Teens First Visit to a Gynecologist
Are you wondering when it’s the right time to have “the talk” with your daughter about their first visit the Gynecologist? Or what how to the “right” Gynecologist or maybe wha to share what will happen during a visit. During a recent interview, we spoke with Dr. Elizabeth Rodgers, a board-certified OB/GYN who specializes in adolescent gynecology. Dr. Rodgers shared more about the importance of gynecologic care and how to open up the conversation as early as age 9. Read on to learn more about getting your teen ready for their first visit to a Gynecologist.
Westchester Family: Is there a “right” time to start talking to your kids about their first visit to a gynecologist?
Dr. Elizabeth Rodgers: As a NYC-based board-certified OB/GYN and mom of three, empowering young women and helping provide them with a supportive environment to start their gynecologic care is very important to me.
Recently, as a result of the overturning of Roe vs Wade and the subsequent increased media coverage of reproductive health, more parents and teens have come to me to have a frank discussion about “hard to talk about” topics. A good initiation point (if your teen has not inquired prior) is when it is time for your child to get the HPV vaccine. This is approved for both boys and girls starting at age 9. Naturally, your child may wonder, “Why do I need this?.” This presents an opportunity to start the discussion about reproductive health and safety.
From there, one can continue to address puberty and the changes that are happening to your child’s body. Education is essential here. I find that explaining the physiologic purpose of our period gives teens a better understanding of why it’s important to be safe once she becomes sexually active, even if they are still unsure of their sexual identity. It is also important to start this dialogue even if they are not sexually active, or planning on being sexually active in the near future, so that they are empowered with accurate information when the time does present itself. Many parents are concerned that bringing up these topics may encourage their child to have sex earlier, but the medical literature does not support this.
Westchester Family: What age do you recommend girls go for their first visit?
Dr. Elizabeth Rodgers: Ideally, they should see an OB/GYN prior to becoming sexually active or certainly by age 18. As a gynecologist, many adolescents come to me with irregular or painful periods. Prior to this, I educate them about the other areas of reproductive health including contraception and sexually transmitted infection prevention.
Westchester Family: What should parents look for when meeting a new Gynecologist for their daughter?
Dr. Elizabeth Rodgers: It is important to find a provider that is comfortable with the adolescent patient population. Young patients often have different physical, social and emotional concerns that impact their reproductive health and decisions.
Westchester Family: What is a Gynecologist is looking for in young women?
Dr. Elizabeth Rodgers: It is always important to take into account the whole patient when providing medical care. A medical provider should consider not only the physiologic findings, but also how the patient’s social and emotional life can impact their health.
When I speak with a patient about birth control, I want to understand what is happening in their life – and it is not all about sex. I want to talk about the regularity of their period, if they suffer from acne, if they have bad cramping, and, ultimately, how their period impacts their quality of life.
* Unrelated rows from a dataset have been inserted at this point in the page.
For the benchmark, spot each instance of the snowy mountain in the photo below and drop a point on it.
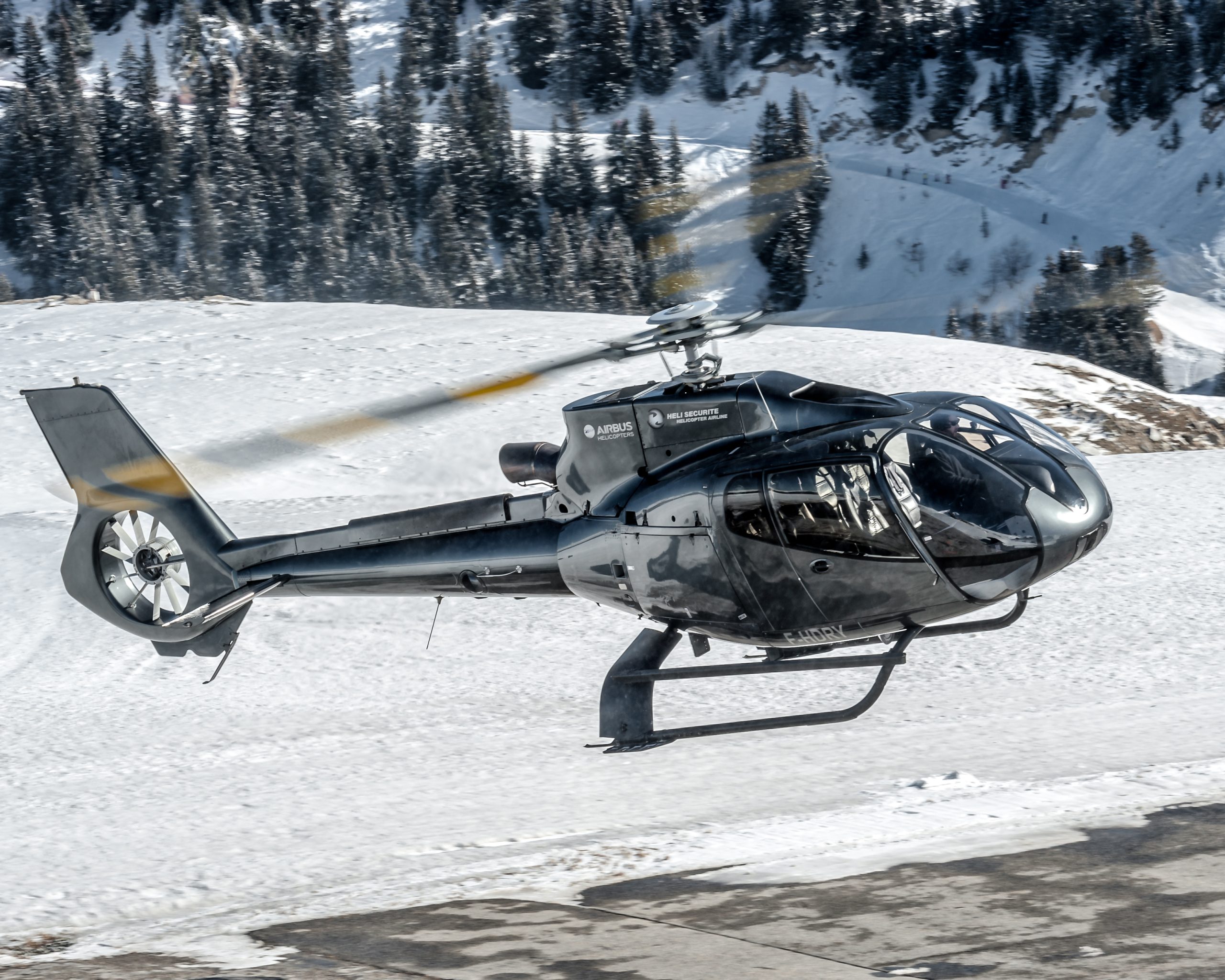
(931, 211)
(338, 766)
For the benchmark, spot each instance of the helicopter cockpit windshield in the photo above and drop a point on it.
(1032, 465)
(969, 513)
(837, 510)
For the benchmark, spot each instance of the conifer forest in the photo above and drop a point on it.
(264, 174)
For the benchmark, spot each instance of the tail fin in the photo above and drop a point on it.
(145, 546)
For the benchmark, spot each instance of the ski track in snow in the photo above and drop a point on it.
(337, 766)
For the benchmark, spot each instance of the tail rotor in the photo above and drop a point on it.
(143, 567)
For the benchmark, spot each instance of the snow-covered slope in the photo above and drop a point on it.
(338, 766)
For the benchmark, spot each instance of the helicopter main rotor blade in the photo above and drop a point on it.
(228, 457)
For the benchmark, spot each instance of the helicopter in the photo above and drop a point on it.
(760, 509)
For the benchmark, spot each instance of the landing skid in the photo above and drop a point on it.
(628, 696)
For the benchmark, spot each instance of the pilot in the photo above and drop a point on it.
(953, 486)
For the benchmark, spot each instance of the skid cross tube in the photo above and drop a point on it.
(626, 712)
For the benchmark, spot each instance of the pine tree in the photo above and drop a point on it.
(892, 99)
(685, 19)
(675, 158)
(648, 163)
(1049, 88)
(619, 171)
(977, 325)
(536, 33)
(653, 52)
(742, 27)
(996, 102)
(8, 29)
(1025, 106)
(713, 88)
(569, 179)
(955, 77)
(611, 81)
(788, 188)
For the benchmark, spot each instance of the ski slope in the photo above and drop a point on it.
(338, 766)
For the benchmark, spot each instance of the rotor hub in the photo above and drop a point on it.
(150, 560)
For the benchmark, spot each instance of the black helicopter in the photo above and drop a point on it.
(760, 508)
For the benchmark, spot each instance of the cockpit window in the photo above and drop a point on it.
(745, 506)
(980, 410)
(1033, 466)
(837, 510)
(970, 515)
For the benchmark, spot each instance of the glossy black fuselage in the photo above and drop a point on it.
(761, 509)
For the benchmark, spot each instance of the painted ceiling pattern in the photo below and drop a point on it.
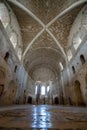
(45, 27)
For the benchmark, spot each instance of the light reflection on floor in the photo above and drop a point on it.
(44, 117)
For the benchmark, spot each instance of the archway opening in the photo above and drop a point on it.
(78, 94)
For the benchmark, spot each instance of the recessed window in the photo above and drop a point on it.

Westchester Family: Do you have anything else to add?
Dr. Elizabeth Rodgers: All contraceptive options are not created equal, and there is not a one size fits all solution. A few years ago, with the help of a college-age intern, I created a tangible box. This includes samples of the various options so they can physically see the differences between each while we discuss the pros and cons.
For many teens, the ease and accessibility of an over-the-counter birth control pill will be a great option. It has very few medical contraindications which makes it safe for many patients. This being said, I would like to note that the pill is 98% effective in PERFECT use. However, this requires the patient to be compliant with taking a pill each day. For many (especially teens), remembering to take a daily pill can be a burden.
For this reason, I tend to recommend long-acting reversible contraceptives (LARCs). These must be inserted by a medical provider, but do not require daily maintenance. They are available in hormonal and nonhormonal options and are effective for extended periods of time. For example, those who wish to avoid additional hormones, may want to consider Paragard. This IUD is effective for up to 10 years. As an OB/GYN, I encourage patients to consider their options. Additionally, they should have a conversation about what is best for them with their health care provider.